O Ritual
A pandemia acabou-me com um dos meus rituais favoritos e que era a tranquilidade de uma (ou duas) idas semanais ao cinema. Durante duas horas saboreava um telemóvel desligado, que é bem diferente de tê-lo no silêncio, enquanto o Tom Cruise fazia rapel no Burj Khalifa e eu devorava pipocas regadas com Cola Zero bem geladinha. Na altura eram doces, antes de a barriga ditar a abolição dos açúcares.
Que paz experimentava durante os anúncios, cada segundo sorvido com a intensidade de quem se prepara para acolher duas horas de puro prazer. E que profunda tristeza surge quando as luzes se acendem e rolam os créditos, atirando-me para uma Inbox repleta de chatices e bolinhas vermelhas a sinalizarem chamadas não atendidas e malditos whatsapps para responder.
Hesito em usar a palavra “depressão” por respeito aos que dela padecem clinicamente, mas não me ocorre outro termo para categorizar o fim de duas horas de fuga e o regresso ao mundo das broncas e apagar fogos.
O gráfico mostra a sofreguidão com que me entreguei a estas sessões de terapia que, vendo bem as coisas, sempre saem mais barato do que um consultório com um divã. Por uma dúzia de euros escapava da realidade cruel e as barras são um excelente indicador do ritmo com que me assaltaram nos últimos anos.

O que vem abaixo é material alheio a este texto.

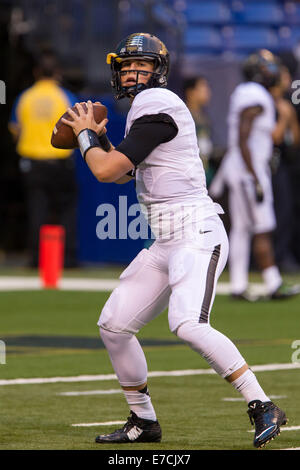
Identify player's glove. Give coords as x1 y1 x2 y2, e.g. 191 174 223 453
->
255 182 264 202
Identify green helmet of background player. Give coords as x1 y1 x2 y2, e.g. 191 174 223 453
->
107 33 170 100
242 49 280 89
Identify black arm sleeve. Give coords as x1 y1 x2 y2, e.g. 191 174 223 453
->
116 113 178 166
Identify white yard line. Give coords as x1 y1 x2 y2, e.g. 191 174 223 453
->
0 363 300 386
57 388 123 397
222 395 287 402
277 447 300 450
71 421 125 428
0 276 265 295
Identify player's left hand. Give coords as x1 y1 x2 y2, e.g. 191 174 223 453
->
255 181 264 203
62 100 108 137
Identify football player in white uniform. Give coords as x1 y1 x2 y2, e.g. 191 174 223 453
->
210 50 299 300
64 33 286 447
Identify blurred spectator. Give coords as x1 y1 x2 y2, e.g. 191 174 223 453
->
183 76 213 183
9 51 77 267
270 66 300 272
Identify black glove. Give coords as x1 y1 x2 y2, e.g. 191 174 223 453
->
255 182 264 202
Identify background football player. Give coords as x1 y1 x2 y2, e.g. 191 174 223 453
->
210 50 299 300
64 33 286 447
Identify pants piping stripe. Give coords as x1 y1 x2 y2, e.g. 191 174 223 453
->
199 245 221 323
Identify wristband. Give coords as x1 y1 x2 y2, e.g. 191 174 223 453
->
98 133 111 152
77 129 100 161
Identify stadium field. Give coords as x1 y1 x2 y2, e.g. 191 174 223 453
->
0 272 300 450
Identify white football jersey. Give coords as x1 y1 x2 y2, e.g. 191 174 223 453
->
125 88 222 239
225 82 275 175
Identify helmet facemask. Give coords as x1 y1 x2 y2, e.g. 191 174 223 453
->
107 33 169 100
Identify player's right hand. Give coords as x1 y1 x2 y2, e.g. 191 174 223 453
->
255 181 264 202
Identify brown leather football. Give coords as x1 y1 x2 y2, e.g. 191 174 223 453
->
51 103 107 149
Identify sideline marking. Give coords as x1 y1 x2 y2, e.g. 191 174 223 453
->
0 276 266 295
56 388 123 397
71 421 125 428
0 362 300 385
247 426 300 432
221 395 287 402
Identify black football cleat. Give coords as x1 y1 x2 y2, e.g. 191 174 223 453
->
270 282 300 300
247 400 287 447
96 411 161 444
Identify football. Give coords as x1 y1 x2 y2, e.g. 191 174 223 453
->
51 103 107 149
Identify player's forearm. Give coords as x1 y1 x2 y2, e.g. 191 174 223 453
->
240 142 258 181
85 147 131 183
272 118 288 145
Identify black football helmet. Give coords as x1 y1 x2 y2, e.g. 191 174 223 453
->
242 49 280 89
106 33 170 100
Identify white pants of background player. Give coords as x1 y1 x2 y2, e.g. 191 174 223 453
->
98 216 245 387
228 174 276 294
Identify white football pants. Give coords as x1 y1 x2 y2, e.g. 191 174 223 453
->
98 216 245 387
229 175 276 294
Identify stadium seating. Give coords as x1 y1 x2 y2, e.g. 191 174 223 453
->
179 0 300 55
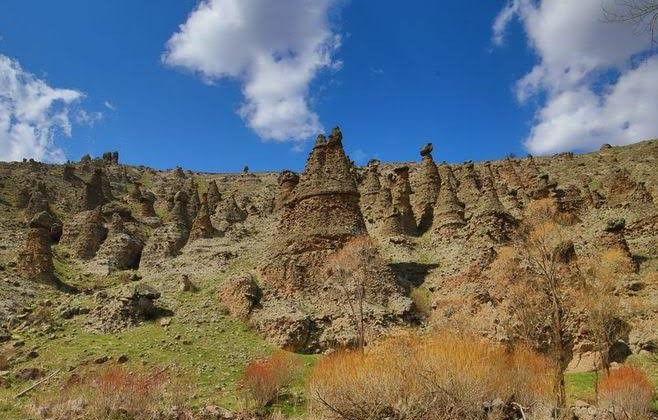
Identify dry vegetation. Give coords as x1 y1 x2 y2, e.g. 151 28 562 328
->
598 366 654 420
28 366 192 420
309 332 553 420
240 350 301 410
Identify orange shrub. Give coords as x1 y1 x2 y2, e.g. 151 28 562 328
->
240 350 301 408
598 365 654 420
28 366 191 420
309 333 553 420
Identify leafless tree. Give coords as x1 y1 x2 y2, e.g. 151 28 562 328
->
603 0 658 44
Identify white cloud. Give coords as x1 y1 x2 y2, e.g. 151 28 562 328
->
0 54 83 162
75 109 103 127
163 0 341 141
493 0 658 154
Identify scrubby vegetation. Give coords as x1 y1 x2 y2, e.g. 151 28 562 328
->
309 332 554 420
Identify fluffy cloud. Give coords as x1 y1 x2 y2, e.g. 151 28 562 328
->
0 54 82 162
493 0 658 154
163 0 340 141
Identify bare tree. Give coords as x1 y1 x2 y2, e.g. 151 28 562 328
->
603 0 658 44
502 199 574 409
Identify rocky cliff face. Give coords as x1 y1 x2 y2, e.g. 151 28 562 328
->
0 138 658 360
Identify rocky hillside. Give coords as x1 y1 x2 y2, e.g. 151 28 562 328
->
0 135 658 412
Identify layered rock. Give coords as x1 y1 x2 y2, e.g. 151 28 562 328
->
82 168 112 210
376 174 405 237
432 165 466 236
275 170 299 210
469 165 517 242
18 212 55 282
215 194 248 225
189 193 217 242
631 181 653 204
61 207 107 260
141 191 190 268
457 162 481 219
247 129 411 352
359 159 382 227
391 166 417 235
416 143 441 233
138 191 158 218
96 213 144 273
208 179 222 213
596 218 639 271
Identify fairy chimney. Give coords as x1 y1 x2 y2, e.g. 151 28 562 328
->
391 166 416 235
188 193 217 243
18 212 55 282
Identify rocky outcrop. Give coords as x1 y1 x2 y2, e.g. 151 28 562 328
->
86 284 165 333
215 195 248 225
96 213 144 273
376 174 404 237
188 193 217 242
18 212 55 282
252 129 410 352
61 207 107 260
596 218 639 271
138 191 158 218
275 170 299 210
416 147 441 233
140 191 190 268
432 165 466 236
457 162 481 219
391 166 416 235
82 168 112 210
469 165 518 242
217 274 262 321
208 179 222 213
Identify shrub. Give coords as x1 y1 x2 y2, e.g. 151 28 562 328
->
598 365 654 419
240 350 301 409
409 287 432 318
309 333 553 420
28 366 191 420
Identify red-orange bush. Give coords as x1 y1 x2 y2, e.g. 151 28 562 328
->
28 366 191 420
240 350 301 408
309 333 553 420
598 365 654 420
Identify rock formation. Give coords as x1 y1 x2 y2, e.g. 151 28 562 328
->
432 165 466 236
469 165 517 242
96 213 144 273
416 143 441 233
391 166 417 235
208 179 222 213
82 168 112 210
457 162 481 219
376 174 405 237
596 218 639 271
246 128 411 352
138 191 158 218
141 191 190 268
188 193 217 242
275 170 299 210
215 194 248 225
359 159 382 226
61 207 107 260
18 212 55 282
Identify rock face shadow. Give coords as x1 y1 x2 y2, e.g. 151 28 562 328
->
388 261 439 287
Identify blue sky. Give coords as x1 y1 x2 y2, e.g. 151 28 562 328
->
0 0 658 172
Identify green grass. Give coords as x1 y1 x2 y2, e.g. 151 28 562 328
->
565 355 658 413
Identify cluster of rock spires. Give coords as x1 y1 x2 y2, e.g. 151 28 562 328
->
220 128 411 352
15 139 653 358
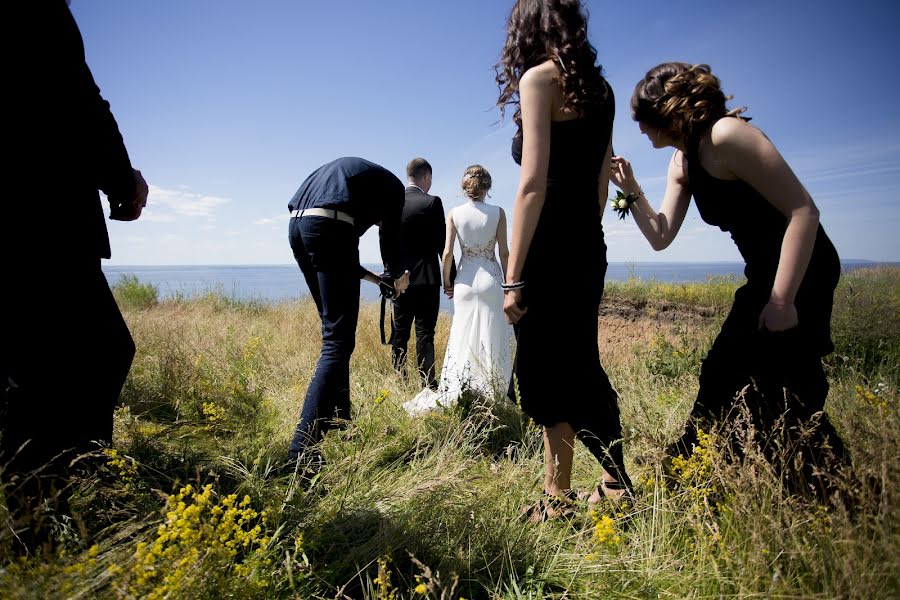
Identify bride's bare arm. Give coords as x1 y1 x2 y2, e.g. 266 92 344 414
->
497 208 509 277
441 210 456 298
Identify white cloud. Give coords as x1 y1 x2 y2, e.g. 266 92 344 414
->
147 185 231 221
253 213 291 225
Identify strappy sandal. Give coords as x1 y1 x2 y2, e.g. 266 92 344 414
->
519 490 578 523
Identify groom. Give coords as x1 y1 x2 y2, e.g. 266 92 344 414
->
391 158 446 390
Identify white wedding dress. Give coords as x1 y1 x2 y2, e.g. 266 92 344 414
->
404 200 513 414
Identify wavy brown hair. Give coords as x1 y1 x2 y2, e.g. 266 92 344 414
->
631 62 749 145
494 0 609 124
461 165 493 200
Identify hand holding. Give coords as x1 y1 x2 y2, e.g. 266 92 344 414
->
378 279 399 300
609 156 639 194
109 169 150 221
759 302 800 331
394 271 409 296
503 289 528 325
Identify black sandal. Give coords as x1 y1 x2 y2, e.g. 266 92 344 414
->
519 490 578 523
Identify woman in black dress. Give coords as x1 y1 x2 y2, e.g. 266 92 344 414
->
611 62 847 491
496 0 630 521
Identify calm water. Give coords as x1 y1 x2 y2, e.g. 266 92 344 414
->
103 262 875 310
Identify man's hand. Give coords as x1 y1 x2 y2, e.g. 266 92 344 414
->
109 169 150 221
378 279 398 300
394 271 409 296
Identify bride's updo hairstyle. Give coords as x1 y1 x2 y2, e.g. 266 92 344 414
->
462 165 491 200
631 62 744 144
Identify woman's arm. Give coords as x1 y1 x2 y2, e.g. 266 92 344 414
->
497 208 509 274
597 136 612 221
711 119 819 331
441 209 456 298
612 151 691 251
503 65 557 323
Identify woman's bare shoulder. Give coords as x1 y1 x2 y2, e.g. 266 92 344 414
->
519 60 559 87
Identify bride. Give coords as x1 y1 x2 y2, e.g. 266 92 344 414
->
404 165 512 414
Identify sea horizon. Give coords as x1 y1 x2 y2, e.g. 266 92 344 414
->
102 259 900 311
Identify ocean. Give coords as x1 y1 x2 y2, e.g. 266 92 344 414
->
103 261 878 310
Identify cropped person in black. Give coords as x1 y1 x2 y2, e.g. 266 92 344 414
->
611 63 847 492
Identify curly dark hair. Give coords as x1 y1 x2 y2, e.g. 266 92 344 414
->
494 0 609 124
631 62 749 144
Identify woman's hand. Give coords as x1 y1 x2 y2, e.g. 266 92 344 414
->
609 156 640 194
759 302 800 331
503 289 528 325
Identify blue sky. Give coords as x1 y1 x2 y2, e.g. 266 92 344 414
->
71 0 900 265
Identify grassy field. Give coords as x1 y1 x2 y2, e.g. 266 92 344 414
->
0 269 900 600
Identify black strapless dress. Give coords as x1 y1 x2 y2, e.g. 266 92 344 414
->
510 84 628 482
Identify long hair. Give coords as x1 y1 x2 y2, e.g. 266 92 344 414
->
631 62 749 145
494 0 609 124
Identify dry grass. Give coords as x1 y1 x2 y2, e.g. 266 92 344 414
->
0 271 900 600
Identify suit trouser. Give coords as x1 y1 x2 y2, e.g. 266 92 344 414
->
0 259 135 546
391 285 441 390
668 286 850 494
288 217 360 460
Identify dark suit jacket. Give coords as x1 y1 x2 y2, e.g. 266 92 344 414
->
288 156 407 279
2 0 140 267
390 186 446 285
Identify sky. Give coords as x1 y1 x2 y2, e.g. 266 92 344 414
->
70 0 900 265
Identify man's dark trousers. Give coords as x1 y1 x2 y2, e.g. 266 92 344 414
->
391 285 441 390
0 258 135 550
288 217 360 460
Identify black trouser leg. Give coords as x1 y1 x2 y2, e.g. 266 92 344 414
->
416 285 441 390
0 259 135 549
391 288 416 372
288 217 359 461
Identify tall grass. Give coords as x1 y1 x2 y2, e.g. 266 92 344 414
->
0 269 900 600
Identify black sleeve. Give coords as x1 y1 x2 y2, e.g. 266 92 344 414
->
60 2 135 204
378 175 404 279
431 196 447 254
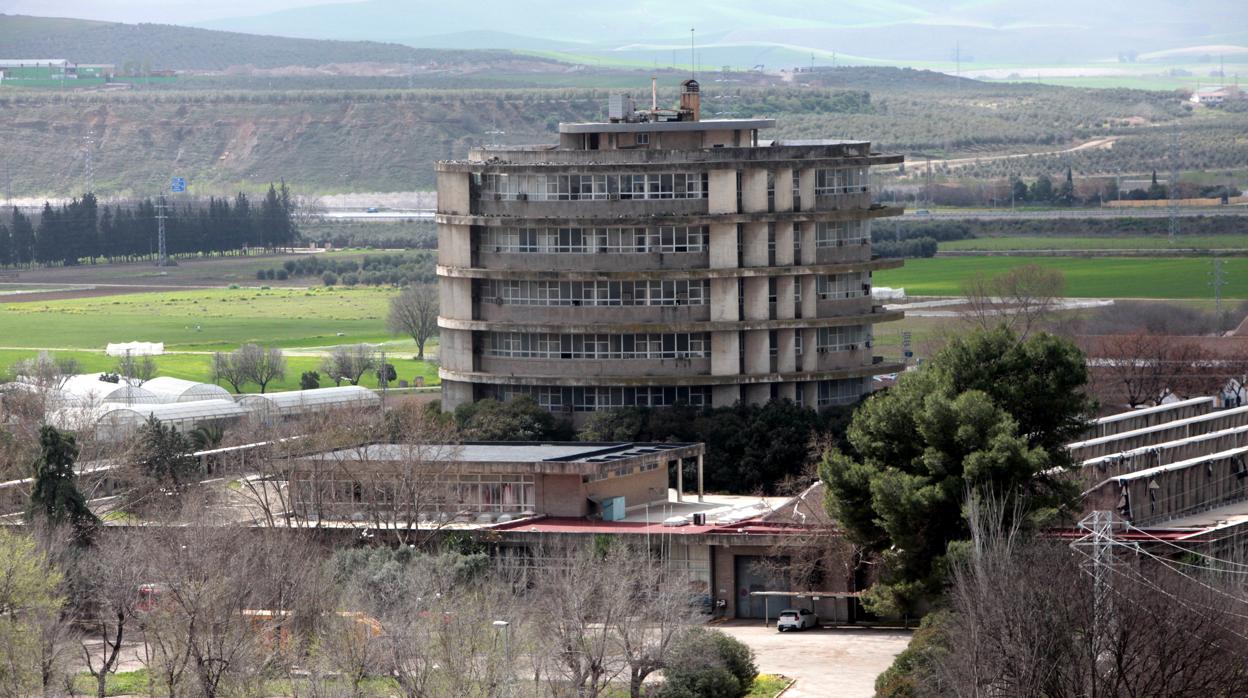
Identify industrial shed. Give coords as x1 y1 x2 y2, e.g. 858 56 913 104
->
94 400 248 440
238 386 382 421
61 373 161 405
144 376 233 402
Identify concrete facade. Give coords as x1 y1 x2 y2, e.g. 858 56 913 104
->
437 85 901 418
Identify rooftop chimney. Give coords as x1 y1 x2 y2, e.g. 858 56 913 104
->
680 79 701 121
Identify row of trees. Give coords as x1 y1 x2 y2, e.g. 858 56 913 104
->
0 182 298 266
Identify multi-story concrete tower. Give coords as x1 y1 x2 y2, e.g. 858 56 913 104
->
437 80 901 415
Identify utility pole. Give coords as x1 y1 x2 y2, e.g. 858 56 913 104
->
1169 122 1179 245
156 194 168 267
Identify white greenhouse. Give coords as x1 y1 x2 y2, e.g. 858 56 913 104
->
94 400 248 440
142 376 233 402
238 386 382 421
61 373 162 405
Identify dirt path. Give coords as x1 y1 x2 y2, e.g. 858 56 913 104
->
881 137 1116 177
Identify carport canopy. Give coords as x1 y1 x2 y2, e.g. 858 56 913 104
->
750 592 862 626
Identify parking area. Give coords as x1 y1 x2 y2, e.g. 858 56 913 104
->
715 621 911 698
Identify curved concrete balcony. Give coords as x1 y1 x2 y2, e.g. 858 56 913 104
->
474 355 710 377
434 200 905 227
475 250 710 271
473 195 709 219
438 363 905 387
437 258 904 281
438 308 905 333
473 301 710 331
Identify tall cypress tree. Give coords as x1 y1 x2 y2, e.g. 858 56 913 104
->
10 206 35 265
0 224 12 266
26 426 100 538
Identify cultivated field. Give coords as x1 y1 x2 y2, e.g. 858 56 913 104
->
874 257 1248 298
940 235 1248 252
0 287 437 390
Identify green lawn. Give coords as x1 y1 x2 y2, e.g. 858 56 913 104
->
940 235 1248 251
0 287 396 351
0 287 438 390
874 257 1248 298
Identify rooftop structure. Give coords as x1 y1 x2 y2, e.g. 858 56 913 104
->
437 80 901 418
238 386 382 420
142 376 233 402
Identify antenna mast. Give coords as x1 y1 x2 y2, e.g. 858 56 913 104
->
689 27 698 79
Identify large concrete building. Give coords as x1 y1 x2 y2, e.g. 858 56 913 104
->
437 80 901 416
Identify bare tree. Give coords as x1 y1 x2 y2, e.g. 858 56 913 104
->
212 352 251 392
321 345 377 386
386 283 438 360
115 351 156 386
9 351 82 390
76 532 150 698
962 265 1066 340
233 343 286 393
1083 332 1222 407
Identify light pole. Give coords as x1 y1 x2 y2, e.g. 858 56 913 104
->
493 621 512 696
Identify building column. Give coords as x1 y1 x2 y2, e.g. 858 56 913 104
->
775 167 792 212
741 167 768 214
698 453 706 502
775 221 794 267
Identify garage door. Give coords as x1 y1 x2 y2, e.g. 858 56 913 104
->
733 554 792 619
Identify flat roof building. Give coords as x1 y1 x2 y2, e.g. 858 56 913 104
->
437 80 901 417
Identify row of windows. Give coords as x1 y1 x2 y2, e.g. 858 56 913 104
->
480 226 708 255
485 332 710 360
815 325 871 352
815 271 871 301
497 386 710 412
815 221 871 247
295 474 537 512
479 172 709 201
495 378 869 412
815 167 866 196
482 280 710 306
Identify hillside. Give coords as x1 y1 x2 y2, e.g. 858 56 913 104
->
0 69 1248 196
0 15 550 70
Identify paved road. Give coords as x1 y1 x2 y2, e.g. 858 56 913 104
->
716 621 911 698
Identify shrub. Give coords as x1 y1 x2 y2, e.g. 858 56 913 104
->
659 628 759 698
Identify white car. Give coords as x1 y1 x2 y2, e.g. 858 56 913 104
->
776 608 819 633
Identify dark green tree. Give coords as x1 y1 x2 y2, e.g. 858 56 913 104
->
9 206 35 265
26 426 100 537
456 396 573 441
820 327 1094 613
135 417 201 492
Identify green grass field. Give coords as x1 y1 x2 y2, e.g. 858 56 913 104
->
874 257 1248 298
940 235 1248 252
0 287 437 390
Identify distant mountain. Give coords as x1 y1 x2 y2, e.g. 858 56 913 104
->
0 15 536 70
194 0 1248 66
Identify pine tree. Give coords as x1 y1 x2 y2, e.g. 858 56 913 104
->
0 224 12 267
10 206 35 265
26 426 100 537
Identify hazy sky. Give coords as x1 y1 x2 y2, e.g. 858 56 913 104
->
8 0 349 24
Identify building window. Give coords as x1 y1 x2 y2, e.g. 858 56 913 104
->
480 280 710 307
815 271 871 301
815 325 871 353
815 378 864 407
479 226 709 255
485 332 710 361
815 167 866 196
495 386 711 412
815 221 871 247
479 172 710 201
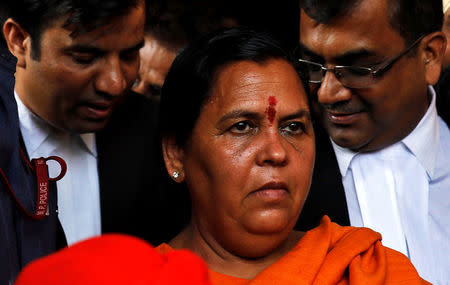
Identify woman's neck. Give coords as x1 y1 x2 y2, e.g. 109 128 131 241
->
169 222 304 280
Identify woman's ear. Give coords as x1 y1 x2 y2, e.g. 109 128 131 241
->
3 18 31 68
162 136 185 183
423 32 447 85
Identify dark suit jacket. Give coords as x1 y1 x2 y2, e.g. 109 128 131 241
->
0 46 61 284
295 92 450 231
295 122 350 231
96 93 181 245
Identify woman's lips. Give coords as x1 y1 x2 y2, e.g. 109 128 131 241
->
250 182 289 201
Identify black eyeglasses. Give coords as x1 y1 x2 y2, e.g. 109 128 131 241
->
298 36 424 88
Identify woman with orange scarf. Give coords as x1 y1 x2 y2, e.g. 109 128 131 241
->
157 29 427 285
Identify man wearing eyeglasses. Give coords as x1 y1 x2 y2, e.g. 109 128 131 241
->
297 0 450 284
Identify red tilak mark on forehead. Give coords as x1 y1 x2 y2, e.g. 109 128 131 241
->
266 96 277 124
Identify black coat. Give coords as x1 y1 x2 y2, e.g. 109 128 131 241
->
0 47 62 284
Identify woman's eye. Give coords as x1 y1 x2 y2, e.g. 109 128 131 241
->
230 121 253 134
281 122 305 135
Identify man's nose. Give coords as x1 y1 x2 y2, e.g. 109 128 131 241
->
95 58 127 96
317 70 352 104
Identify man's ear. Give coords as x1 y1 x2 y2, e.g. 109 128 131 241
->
162 136 185 182
423 32 447 85
3 18 31 68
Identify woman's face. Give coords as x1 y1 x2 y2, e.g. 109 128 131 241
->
167 59 315 257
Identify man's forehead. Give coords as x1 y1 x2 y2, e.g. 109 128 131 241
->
47 1 145 39
300 0 403 58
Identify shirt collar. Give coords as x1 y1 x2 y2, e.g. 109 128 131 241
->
14 91 97 157
402 86 439 178
330 86 439 178
330 138 358 177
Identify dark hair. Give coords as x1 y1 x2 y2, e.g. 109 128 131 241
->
145 0 238 52
1 0 144 59
300 0 443 45
160 27 309 146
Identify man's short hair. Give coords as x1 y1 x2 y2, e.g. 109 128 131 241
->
300 0 443 45
4 0 144 59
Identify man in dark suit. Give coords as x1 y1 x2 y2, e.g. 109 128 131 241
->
297 0 450 284
0 31 63 284
3 0 174 272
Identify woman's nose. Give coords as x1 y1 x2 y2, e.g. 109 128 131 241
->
257 131 288 166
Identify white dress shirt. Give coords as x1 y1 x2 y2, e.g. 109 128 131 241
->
15 91 101 245
332 86 450 284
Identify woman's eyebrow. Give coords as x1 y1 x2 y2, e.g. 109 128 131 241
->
218 109 265 124
280 109 311 121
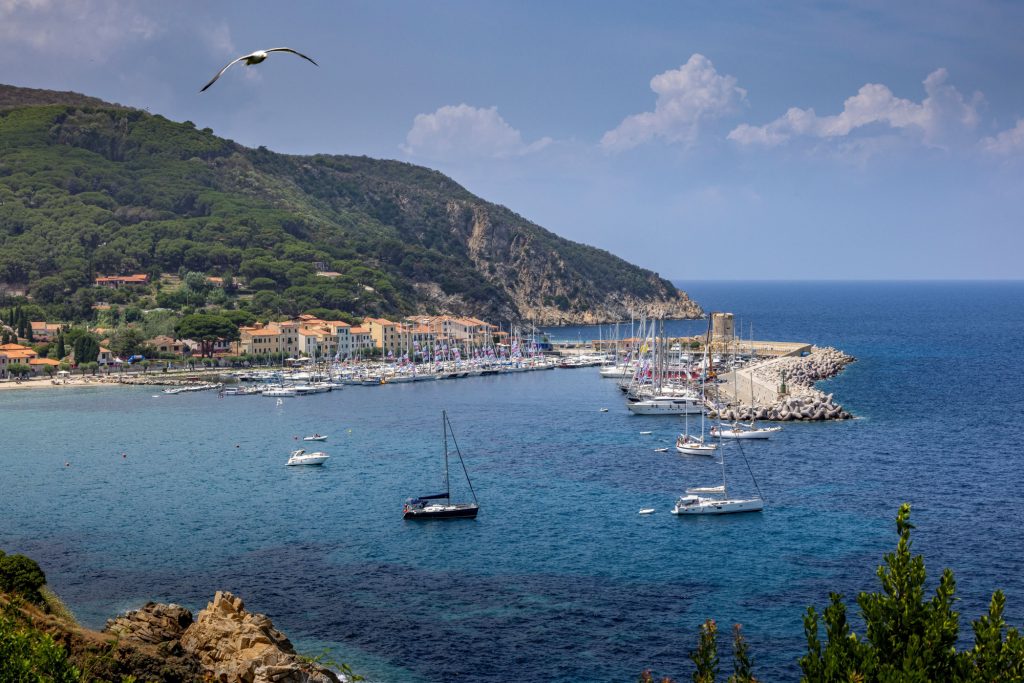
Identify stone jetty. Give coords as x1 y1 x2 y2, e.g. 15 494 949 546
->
104 591 344 683
709 347 856 422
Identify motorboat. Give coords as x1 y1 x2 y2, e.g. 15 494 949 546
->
676 434 718 456
287 449 331 465
711 422 782 439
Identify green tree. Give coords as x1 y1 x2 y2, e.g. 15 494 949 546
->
0 604 79 683
800 504 1024 683
7 362 32 378
0 550 46 605
111 328 145 358
73 333 99 365
174 313 239 356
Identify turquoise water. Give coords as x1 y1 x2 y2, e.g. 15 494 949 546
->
0 283 1024 683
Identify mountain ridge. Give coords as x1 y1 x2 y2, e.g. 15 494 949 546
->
0 85 701 325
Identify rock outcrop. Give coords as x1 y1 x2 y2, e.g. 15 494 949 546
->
709 346 856 422
103 602 193 647
180 591 340 683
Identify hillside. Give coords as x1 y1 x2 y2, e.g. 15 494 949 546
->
0 85 700 324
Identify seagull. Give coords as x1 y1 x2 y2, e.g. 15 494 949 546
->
200 47 319 92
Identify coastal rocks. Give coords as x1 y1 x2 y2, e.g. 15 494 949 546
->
709 347 856 422
180 591 340 683
103 602 193 644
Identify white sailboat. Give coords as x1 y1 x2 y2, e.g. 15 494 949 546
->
672 423 765 515
676 324 718 456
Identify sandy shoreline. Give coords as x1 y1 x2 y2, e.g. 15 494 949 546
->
0 368 228 391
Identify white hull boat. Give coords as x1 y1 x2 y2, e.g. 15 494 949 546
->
287 449 331 466
672 494 765 515
626 396 703 415
676 434 718 456
711 425 782 439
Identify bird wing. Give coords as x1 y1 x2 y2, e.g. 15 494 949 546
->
200 54 250 92
263 47 319 67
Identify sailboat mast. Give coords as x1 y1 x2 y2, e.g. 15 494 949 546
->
441 411 452 503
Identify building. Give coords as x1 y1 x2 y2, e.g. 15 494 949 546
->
145 335 188 355
362 317 409 355
711 312 736 341
0 344 39 377
96 272 150 290
348 326 377 357
29 323 60 342
238 321 299 356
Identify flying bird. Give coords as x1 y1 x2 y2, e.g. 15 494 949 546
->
200 47 319 92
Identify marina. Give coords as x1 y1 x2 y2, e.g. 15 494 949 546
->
0 285 1024 683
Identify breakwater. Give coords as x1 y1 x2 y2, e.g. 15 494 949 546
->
709 346 856 422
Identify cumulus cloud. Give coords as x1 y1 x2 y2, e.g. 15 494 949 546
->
0 0 158 61
981 119 1024 155
601 54 746 152
729 69 981 146
401 104 551 160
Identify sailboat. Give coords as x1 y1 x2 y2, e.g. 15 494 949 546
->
672 436 765 515
676 381 718 456
401 411 480 519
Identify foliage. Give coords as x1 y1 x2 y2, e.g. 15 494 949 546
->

Ultrapassei os três dígitos em 2015 e 16, anos de consolidação da Flying Sharks, que é uma forma eufemística de dizer que estávamos à rasca e não sabíamos se aguentaríamos muito mais tempo. Mas aguentámos e as coisas foram melhorando paulatinamente, com juízo, ganas e um belo par de… bom, sequelas de Star Wars, que não exerceram o seu fascínio só enquanto as absorvi, com todos os poros, porque a antecipação pela chegada também foi terapêutica.
E depois veio a porcaria do confinamento, à pala de uma porta mal fechada num instituto de investigação em Wuhan, ou um pagolim que drunfou um morcego. Nunca vamos saber quem nos confinou. Eu cá só sei que as barras verdes nunca mais voltaram à magnitude de outrora, até porque, agora, há um chouricito de seis anos e muitos, muitos, mais e-mails do que havia antigamente.
Valha-nos o facto de que os e-mails normalmente se convertem em euros e a família gosta de dormir até tarde, pelo que este vosso criado ainda pode começar o dia com uma caneca de chá energético no sofá, enquanto o Anthony Hopkins exorciza demónios no ecrã – pequeno, mas satisfatório.
PS – o gráfico é fruto da minha diligente anotação de filmes (e não só) em Excel desde que recebi o meu PC Olivetti com um estonteante disco rígido de 20 mega-bytes em 1989. Na altura fazia-o no Lotus 123 e os ficheiros só podiam ter 8 caracteres, sem acentos, cedilhas, espaços ou loucuras. O nome “CINEMA” do ficheiro está, por isso, a caminho dos 40 anos.